Question

A block of ice mass 2.0 kg is pushed down an inclined plane of inclination ${37}^{\circ }$ with a force of 20 N acting parallel to the incline. It is found that the block moves on the incline with an acceleration of $10m/s^2$ If the block started from rest, find the work done$\left(W_f\right)$ by the applied force in the first second, $W_g$ by the weight of the block in the first second and $\left(W_f\right)$ by the frictional force acting on the block in the first second.
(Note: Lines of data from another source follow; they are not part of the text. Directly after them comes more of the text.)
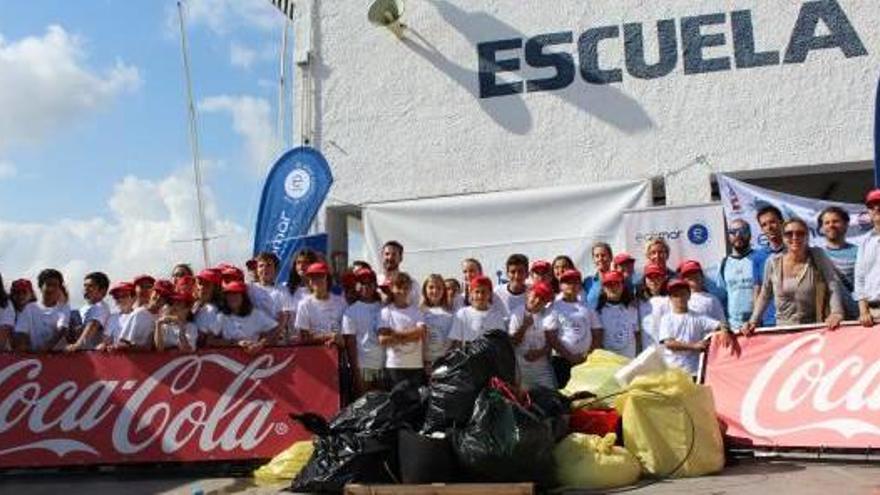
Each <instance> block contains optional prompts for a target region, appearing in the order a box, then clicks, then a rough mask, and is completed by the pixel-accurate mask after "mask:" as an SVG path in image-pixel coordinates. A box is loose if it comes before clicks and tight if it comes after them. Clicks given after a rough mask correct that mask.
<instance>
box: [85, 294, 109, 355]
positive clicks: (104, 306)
mask: <svg viewBox="0 0 880 495" xmlns="http://www.w3.org/2000/svg"><path fill="white" fill-rule="evenodd" d="M79 315H80V320H82V326H83V328H85V327H86V326H88V324H89V322H91V321H95V322H97V323H98V324H99V325H100V326H101V330H100V331H99V332H97V333H96V334H95V335H94V336H93V337H92V338H91V339H89V340H87V341H85V342H83V347H82V348H83V349H84V350H91V349H94V348H96V347H97V346H98V344H100V343H101V342H103V341H104V332H105V331H107V323H109V322H110V306H108V305H107V303H106V302H104V301H103V300H101V301H98V302H97V303H95V304H86V305H85V306H83V307H81V308H79Z"/></svg>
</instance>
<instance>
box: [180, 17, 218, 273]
mask: <svg viewBox="0 0 880 495" xmlns="http://www.w3.org/2000/svg"><path fill="white" fill-rule="evenodd" d="M177 13H178V17H179V19H180V46H181V51H182V52H183V72H184V75H185V76H186V102H187V110H188V112H189V142H190V148H191V149H192V155H193V175H194V178H195V183H196V202H197V203H198V211H199V233H200V234H201V235H200V237H199V241H201V244H202V262H203V263H204V266H205V267H208V266H211V258H210V256H209V255H208V235H207V232H206V230H205V205H204V200H203V198H202V169H201V165H200V163H199V162H200V159H199V133H198V126H197V123H196V107H195V104H193V96H192V80H191V77H190V70H189V52H188V50H187V45H186V22H185V21H184V15H183V4H182V3H181V2H180V1H178V2H177Z"/></svg>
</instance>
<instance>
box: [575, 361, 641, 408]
mask: <svg viewBox="0 0 880 495" xmlns="http://www.w3.org/2000/svg"><path fill="white" fill-rule="evenodd" d="M629 362H630V359H629V358H626V357H624V356H621V355H619V354H615V353H613V352H610V351H606V350H603V349H596V350H595V351H593V352H591V353H590V355H589V356H587V360H586V361H585V362H583V363H581V364H579V365H577V366H575V367H573V368H572V369H571V380H569V381H568V385H566V386H565V389H564V390H563V392H564V393H565V394H567V395H572V394H575V393H577V392H591V393H593V394H594V395H595V396H596V397H605V396H607V395H611V394H613V393H616V392H619V391H620V385H619V384H618V383H617V380H616V379H615V378H614V374H615V373H617V371H618V370H619V369H620V368H623V367H624V366H625V365H626V364H627V363H629ZM612 403H613V402H612V401H611V400H608V401H604V402H602V403H597V404H596V406H597V407H610V406H611V404H612Z"/></svg>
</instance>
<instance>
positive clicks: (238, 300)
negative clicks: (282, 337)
mask: <svg viewBox="0 0 880 495" xmlns="http://www.w3.org/2000/svg"><path fill="white" fill-rule="evenodd" d="M220 313H221V314H220V319H219V321H218V324H219V325H220V335H221V337H222V341H221V342H222V345H226V346H231V347H240V348H242V349H244V351H245V352H247V353H256V352H259V351H260V350H261V349H263V347H265V346H266V345H268V344H272V343H274V342H275V339H276V338H277V335H278V322H277V321H275V320H274V319H273V318H272V317H271V316H269V315H267V314H266V313H265V312H263V310H261V309H259V308H257V307H255V306H254V304H253V302H251V299H250V297H249V296H248V290H247V283H245V282H244V281H243V280H232V281H229V282H225V283H224V284H223V306H222V307H221V308H220Z"/></svg>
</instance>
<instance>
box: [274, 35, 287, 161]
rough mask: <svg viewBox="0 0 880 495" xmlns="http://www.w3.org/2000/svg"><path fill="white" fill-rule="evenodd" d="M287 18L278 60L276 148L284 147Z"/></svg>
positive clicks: (284, 130) (286, 76)
mask: <svg viewBox="0 0 880 495" xmlns="http://www.w3.org/2000/svg"><path fill="white" fill-rule="evenodd" d="M287 23H288V21H287V19H286V18H285V20H284V30H283V32H282V34H281V57H280V60H279V65H280V67H279V77H278V122H277V123H276V125H277V129H276V131H277V133H278V135H277V137H276V139H277V140H278V149H279V150H283V149H284V148H285V147H286V141H287V133H286V132H285V123H286V121H287V101H286V100H287V98H286V96H287V94H286V91H285V85H286V80H287V31H288V29H287Z"/></svg>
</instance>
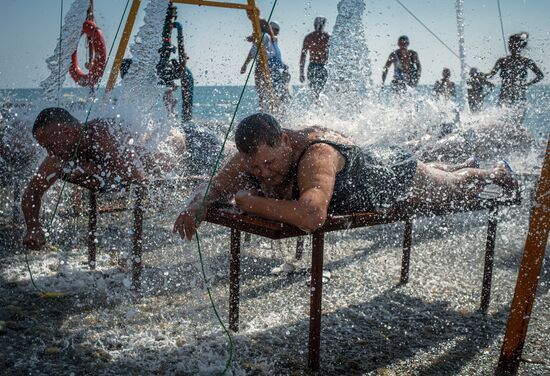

Take $g=10m/s^2$

• A. W_F =100 J; W_g = 60 J; W_f = 60 J
• B. W_F =100 J; W_g = 60 J; W_f = -60 J
• C. W_F =100 J; W_g = 100 J; W_f = 0 J
• D. None of these

Answer 1

The correct option is B

W_F =100 J; W_g = 60 J; W_f = -60 J

So question is asking for work done in the first second

$a=10\frac{m}{s^2}$

$u=0\frac{m}{s}$

$t=1sec$

So, in 1 sec displacement of block will be $s=ut+\frac{1}{2}a{t}^2$

s = 5m

$W_F$ = Work done by force = $F\times s\times cos\theta$

= $20\times 5\times cos{0}^{\circ }$

= 100 J

$W_g$ = Work done by weight = $mg\times s\times cos\theta$

=$2\times g\times 5\times cos{53}^{\circ }$

= 60 J

$W_f$ = Work done by friction = $f_r\times s\times cos\theta$

Oh, so we need NLM to find friction from free body drawing of object.

$F+mgcos{53}^{\circ }-f_r$ = $ma$

$20+12-f_r=2\times 10$

$f_r=12N$

=$W_f=12\times 5\times cos{180}^{\circ }=-60J$